INFO:root:Guessed max_plate_nesting = 1
INFO:orbit:step    0 loss = 828.02, scale = 0.10882
INFO:orbit:step  100 loss = 340.58, scale = 0.87797
INFO:orbit:step  200 loss = 266.67, scale = 0.37411
INFO:orbit:step  300 loss = 261.21, scale = 0.43775
[14]:
<orbit.forecaster.svi.SVIForecaster at 0x29c316460>
[15]:
coef_mid, coef_lower, coef_upper  = ktr.get_regression_coefs(include_ci=True)
fig, axes = plt.subplots(p, 1, figsize=(12, 12), sharex=True)

x = np.arange(coef_mid.shape[0])
for idx in range(p):
    axes[idx].plot(x, coef_mid['x{}'.format(idx + 1)], label='est' if idx == 0 else "", color=OrbitPalette.BLUE.value)
    axes[idx].fill_between(x, coef_lower['x{}'.format(idx + 1)], coef_upper['x{}'.format(idx + 1)], alpha=0.2, color=OrbitPalette.BLUE.value)
    axes[idx].scatter(x, sc_data['beta{}'.format(idx + 1)], label='truth' if idx == 0 else "", s=10, alpha=0.6, color=OrbitPalette.BLACK.value)
    axes[idx].set_title('beta{}'.format(idx + 1))
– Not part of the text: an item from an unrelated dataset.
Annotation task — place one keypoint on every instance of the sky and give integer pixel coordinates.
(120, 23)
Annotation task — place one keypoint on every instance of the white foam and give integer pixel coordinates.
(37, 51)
fig.legend(bbox_to_anchor = (1, 0.5));
../_images/tutorials_ktr2_31_0.png

Visualize the knots using the plot_regression_coefs function with with_knot=True.

[16]:
ktr.plot_regression_coefs(with_knot=True, figsize=(10, 5), include_ci=True);
../_images/tutorials_ktr2_33_0.png

There are more ways to define knots for regression as well as seasonality and trend (a.k.a levels). These are described in Part III

References

  1. Ng, Wang and Dai (2021). Bayesian Time Varying Coefficient Model with Applications to Marketing Mix Modeling, arXiv preprint arXiv:2106.03322

  2. Isabel Casas and Ruben Fernandez-Casal (2021). tvReg: Time-Varying Coefficients Linear Regression for Single and Multi-Equations. https://CRAN.R-project.org/package=tvReg R package version 0.5.4.

  3. Steven L Scott and Hal R Varian (2014). Predicting the present with bayesian structural time series. International Journal of Mathematical Modelling and Numerical Optimisation 5, 1-2 (2014), 4–23.